LAUREL - Robert and Sharon Weldin bought their property near the confluence of the Clarks Fork and Yellowstone rivers in 2021 partly because of the river views, with water just 200 yards away.
Or at least that’s where it is supposed to be.
A couple of days ago, the channel came right through their property and caused damage they never could have expected.
"Everybody around here is shocked," Robert, an armed forces veteran, said. "One farmer has been here since the mid '60s, and he’s never seen anything like this before."

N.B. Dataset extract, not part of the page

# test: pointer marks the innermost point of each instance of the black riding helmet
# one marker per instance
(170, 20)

Robert saw the signs. He and his family started bracing with sandbags when they saw the flooding in Red Lodge Monday, but it wasn’t nearly enough.
"We had 20-foot long, 6-foot tall panels that were just gone," he said. "You couldn’t believe how fast and how high the water was."
His biggest concern was his animals: 11 goats, four horses, three dogs and the strongest of them all, a mule.
"Only two things survive a flood - cockroaches and a mule," he joked.
His nephews helped prove him wrong, leading them all to safety through rushing waters.
"We tried to stay on the road, remember where the road was," one of them said. "We had to bribe the mule with grain."
But while they were doing that, some of Robert’s chickens didn’t make it. You can tell how heartbroken it made him.
"I couldn’t save everything. I just had back surgery, spinal surgery. My wife and I can’t do everything," he said before walking away choked up.
The Weldins' house also took on several feet of water — a neighbor was helping Sharon salvage what they could Thursday morning as Billings carpet-cleaning trucks pumped water out of the first floor. But Robert knows all things considered, it could have been worse.
"I’m lucky," he said. "There’s a lot worse people off that lost everything, so I’m blessed."
Hard to imagine blessed looking like this, but this week has changed a lot of perspectives.